The documentation directory contains a manual describing what is new in Version 3 and how Version 3 differs from Version 2; the methods and guidelines used in annotating PDTB Version 3; and a range of statistics on the tokens, including the frequency of each connective, its sense labels and its modifiers. More information about the corpus and research carried out by the developers and others using the corpus can be found on the PDTB website.

Penn Discourse Treebank Version 3.0 is distributed via web download.

(3) VAST Chinese Speech and Transcripts was developed by LDC for the VAST (Video Annotation for Speech Technologies) project and is comprised of approximately 29 hours of Mandarin Chinese audio extracted from amateur video content harvested from the web and corresponding time-aligned transcripts.

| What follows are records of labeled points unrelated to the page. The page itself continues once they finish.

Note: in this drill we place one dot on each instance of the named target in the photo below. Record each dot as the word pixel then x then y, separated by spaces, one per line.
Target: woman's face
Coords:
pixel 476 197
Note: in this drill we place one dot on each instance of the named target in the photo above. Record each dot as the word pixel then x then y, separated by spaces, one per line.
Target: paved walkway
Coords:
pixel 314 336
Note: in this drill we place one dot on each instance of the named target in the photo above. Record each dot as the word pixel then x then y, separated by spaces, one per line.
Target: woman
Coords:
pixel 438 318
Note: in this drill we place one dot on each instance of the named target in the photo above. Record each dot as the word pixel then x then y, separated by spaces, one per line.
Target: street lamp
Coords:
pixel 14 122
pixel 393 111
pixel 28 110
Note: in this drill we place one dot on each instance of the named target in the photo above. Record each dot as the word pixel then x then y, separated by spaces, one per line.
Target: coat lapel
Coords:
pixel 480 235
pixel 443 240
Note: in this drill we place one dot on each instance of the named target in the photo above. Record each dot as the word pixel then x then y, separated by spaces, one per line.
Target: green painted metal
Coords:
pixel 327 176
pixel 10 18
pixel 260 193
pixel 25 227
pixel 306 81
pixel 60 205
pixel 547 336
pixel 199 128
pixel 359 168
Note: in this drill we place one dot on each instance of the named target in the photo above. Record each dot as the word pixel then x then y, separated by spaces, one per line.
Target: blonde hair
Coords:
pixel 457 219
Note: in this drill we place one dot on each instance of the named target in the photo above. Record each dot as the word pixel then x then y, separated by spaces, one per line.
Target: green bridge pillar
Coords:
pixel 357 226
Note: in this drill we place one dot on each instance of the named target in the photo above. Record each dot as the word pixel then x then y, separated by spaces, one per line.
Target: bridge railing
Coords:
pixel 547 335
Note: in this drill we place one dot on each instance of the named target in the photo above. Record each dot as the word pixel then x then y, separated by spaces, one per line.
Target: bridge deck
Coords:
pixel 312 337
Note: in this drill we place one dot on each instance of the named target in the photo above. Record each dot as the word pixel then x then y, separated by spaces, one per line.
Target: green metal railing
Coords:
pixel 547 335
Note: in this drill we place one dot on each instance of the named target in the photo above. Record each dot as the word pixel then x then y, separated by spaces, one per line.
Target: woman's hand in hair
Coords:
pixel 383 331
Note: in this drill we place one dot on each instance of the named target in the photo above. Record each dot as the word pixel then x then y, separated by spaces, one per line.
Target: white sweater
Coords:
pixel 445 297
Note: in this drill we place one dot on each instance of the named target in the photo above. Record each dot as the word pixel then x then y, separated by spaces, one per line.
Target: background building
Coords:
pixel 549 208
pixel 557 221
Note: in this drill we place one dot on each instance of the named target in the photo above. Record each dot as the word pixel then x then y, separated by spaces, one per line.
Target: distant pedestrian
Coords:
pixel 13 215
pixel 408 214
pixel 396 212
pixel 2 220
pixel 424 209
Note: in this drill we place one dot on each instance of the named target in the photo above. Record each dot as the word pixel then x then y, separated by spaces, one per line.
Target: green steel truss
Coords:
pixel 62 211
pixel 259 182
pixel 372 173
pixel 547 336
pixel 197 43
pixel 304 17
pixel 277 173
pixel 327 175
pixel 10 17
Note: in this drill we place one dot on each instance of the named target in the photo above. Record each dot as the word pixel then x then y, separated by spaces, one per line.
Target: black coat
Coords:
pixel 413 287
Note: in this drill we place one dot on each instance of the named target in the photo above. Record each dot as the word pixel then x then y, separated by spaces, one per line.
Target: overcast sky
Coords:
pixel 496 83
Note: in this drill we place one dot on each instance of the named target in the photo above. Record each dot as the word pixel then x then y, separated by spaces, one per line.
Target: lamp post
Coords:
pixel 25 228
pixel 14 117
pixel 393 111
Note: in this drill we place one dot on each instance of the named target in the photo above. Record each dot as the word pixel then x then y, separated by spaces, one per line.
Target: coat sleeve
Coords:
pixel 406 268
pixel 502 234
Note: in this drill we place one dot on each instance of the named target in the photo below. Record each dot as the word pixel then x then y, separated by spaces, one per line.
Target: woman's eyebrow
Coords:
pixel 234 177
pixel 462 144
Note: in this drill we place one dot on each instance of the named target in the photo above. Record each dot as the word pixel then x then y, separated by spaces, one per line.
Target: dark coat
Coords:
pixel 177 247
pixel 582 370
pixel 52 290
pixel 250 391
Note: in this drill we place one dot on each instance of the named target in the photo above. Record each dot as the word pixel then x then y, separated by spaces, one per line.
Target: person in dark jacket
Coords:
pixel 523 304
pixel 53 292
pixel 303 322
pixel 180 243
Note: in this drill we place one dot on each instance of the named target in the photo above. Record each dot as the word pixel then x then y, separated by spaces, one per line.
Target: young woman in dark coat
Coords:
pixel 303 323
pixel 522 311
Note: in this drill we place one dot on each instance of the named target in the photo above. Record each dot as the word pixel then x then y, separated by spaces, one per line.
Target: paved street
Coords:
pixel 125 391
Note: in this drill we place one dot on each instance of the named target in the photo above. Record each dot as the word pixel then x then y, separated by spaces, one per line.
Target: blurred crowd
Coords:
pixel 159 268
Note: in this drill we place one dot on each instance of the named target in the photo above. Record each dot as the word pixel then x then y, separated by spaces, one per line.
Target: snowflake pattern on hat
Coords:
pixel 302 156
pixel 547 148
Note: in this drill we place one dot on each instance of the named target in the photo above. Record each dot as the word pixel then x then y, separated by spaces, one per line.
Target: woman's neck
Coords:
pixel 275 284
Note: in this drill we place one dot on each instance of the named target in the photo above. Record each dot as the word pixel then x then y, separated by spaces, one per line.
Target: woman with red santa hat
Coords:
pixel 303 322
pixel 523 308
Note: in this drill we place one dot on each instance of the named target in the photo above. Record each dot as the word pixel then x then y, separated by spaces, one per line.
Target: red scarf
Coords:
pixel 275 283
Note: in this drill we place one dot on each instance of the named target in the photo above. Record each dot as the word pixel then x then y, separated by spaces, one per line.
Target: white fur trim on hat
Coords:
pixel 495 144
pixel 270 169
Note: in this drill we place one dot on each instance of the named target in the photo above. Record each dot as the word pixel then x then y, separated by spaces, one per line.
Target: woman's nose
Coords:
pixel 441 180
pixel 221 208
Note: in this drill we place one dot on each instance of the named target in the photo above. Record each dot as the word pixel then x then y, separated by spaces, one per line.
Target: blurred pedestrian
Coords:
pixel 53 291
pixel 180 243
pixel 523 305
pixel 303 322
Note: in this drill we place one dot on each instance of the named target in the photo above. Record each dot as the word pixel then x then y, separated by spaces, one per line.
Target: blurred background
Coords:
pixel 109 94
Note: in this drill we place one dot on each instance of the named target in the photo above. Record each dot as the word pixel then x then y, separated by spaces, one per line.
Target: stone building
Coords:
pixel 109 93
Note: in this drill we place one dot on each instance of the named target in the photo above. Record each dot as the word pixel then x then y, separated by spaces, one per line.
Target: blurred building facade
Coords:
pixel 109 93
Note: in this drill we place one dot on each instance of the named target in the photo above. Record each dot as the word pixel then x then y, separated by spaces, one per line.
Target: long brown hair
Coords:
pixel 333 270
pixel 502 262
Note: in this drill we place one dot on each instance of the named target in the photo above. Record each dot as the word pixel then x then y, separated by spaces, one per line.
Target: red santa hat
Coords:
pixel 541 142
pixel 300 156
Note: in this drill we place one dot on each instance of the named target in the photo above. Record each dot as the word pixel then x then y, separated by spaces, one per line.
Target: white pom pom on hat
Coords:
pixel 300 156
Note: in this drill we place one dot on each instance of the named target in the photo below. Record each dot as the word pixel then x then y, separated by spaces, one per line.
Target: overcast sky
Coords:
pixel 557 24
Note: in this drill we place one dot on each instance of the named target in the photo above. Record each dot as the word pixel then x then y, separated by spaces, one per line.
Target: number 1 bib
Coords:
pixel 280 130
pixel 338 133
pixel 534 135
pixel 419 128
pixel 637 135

Audio files were transcribed using XTrans, which supports manual transcription across multiple channels, languages and platforms. Transcribers followed a Quick-Rich Transcription style; transcription guidelines are included in this release.

The aim of the VAST project was to collect and annotate data in several languages to support the development of speech technologies such as speech activity detection, language identification, speaker identification, and speech recognition.

VAST Chinese Speech and Transcripts is distributed via web download.